RALEIGH – The American public is disaffected with the presidency of the George W. Bush at the moment. That was among the insights offered by my fellow panelists Whit Ayers and John Miller at a John Locke Foundation election-preview event on Tuesday. The numbers are bad for Bush and the GOP no matter how you look at them: general job-approval ratings, sentiments about presidential leadership on foreign and domestic policy, the right track/wrong track question.

One point to keep in mind, however, is that “the public” does not exist except at the level of abstraction. There is in reality no single American public, no distinguishable group of people who share the same views on all major issues of national importance. While a core of Republican partisans and strongly Republican-leaning independents continue to express general support for Bush – thus his 35 percent to 40 percent number – some of them also expressed disappointment with the president on particular issues. On the other hand, some respondents who disapprove of the president’s overall performance agree with him on specific issues.

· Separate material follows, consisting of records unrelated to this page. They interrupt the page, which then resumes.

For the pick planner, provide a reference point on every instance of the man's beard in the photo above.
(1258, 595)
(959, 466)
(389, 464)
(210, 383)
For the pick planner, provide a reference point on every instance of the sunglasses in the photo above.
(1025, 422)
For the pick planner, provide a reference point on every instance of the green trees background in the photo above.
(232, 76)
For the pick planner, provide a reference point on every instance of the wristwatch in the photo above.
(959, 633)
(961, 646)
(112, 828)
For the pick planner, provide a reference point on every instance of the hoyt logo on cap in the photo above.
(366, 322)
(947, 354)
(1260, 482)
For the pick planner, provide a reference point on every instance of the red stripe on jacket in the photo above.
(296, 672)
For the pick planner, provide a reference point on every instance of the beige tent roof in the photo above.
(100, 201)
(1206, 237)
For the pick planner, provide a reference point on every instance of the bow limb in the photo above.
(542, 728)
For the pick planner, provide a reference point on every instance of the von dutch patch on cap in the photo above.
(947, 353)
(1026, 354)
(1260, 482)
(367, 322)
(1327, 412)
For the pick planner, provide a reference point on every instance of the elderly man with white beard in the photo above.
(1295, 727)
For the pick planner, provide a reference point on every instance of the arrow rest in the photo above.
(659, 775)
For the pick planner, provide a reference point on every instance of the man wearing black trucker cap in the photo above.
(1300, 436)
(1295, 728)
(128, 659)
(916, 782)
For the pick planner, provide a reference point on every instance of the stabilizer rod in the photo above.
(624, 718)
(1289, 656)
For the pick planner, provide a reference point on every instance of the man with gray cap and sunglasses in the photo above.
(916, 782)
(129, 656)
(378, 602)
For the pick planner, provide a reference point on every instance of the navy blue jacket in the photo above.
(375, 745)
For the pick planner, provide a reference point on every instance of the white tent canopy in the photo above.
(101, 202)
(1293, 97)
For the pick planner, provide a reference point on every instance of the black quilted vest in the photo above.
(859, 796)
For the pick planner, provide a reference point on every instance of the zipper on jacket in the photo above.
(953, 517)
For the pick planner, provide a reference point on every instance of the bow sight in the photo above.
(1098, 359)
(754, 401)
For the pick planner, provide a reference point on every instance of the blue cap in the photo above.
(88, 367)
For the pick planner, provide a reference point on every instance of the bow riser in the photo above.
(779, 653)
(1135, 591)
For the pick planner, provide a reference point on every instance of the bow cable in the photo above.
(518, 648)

One interesting dynamic is the role that federal spending has played in Bush’s downward spiral in the polls. A new analysis by the Pew Research Center shows that the federal-budget deficit is less of a salient issue for voters now that it was in the 1990s. To some extent, this reflects changes in the international scene. The war on terror shows up in today’s polling in a couple of different places but was nonexistent as a political issue in the early 1990s. But it also reflects the fact that the voter concern was not as much about deficits per se as what the deficits symbolized: a federal government that couldn’t get its act together. Other issues, be they foreign or domestic, serve to symbolize that sentiment today.

My own view is that Americans and North Carolinians ought to be much more concerned about the long-term fiscal balance of our federal and state governments than about short-term issues. The federal budget deficit as a share of GDP is higher than the average for the past few decades, but not much. As far as accumulated deficits – debt – is concerned, former federal obligations total a little less than 40 percent of GDP. That number is too high from the standpoint of a fiscal conservative, reflecting the fact that Washington is engaged in too many extra-constitutional functions costing taxpayers far more than they derive in benefits, but again the debt load isn’t relatively high. The 40 percent is a total debt number divided by an annual measure of economic output. It is lower than it was during most of the 1980s and 1990s (yes, including the Clinton presidency). It is far lower than it was during the 1940s, 1950s, and 1960s, when federal taxpayers were trying to pay off the bill for the New Deal and World War II.

Today’s federal deficits and even today’s accumulated formal debt, in other words, are not huge threats to our economic wellbeing. And contrary to what some politicians assert, there is little correlation between federal deficits, interest rates, and economic performance. What should matter a great deal to all of us are the future obligations – Social Security and Medicare at the federal level, Medicaid and perhaps even education at the state level – that exceed expected future revenues by tens of trillions of dollars. That’s the crisis to fear. That’s what may push taxes way up or the delivery of legitimate public services down.

The Bush administration has shown little interest in current fiscal restraint. It did make efforts to confront future fiscal problems, but cut a bad deal on Medicare reform (heavy on the spending and light on the reform) and failed so far on Social Security reform. So count me among those who disapprove.

Hood is president of the John Locke Foundation.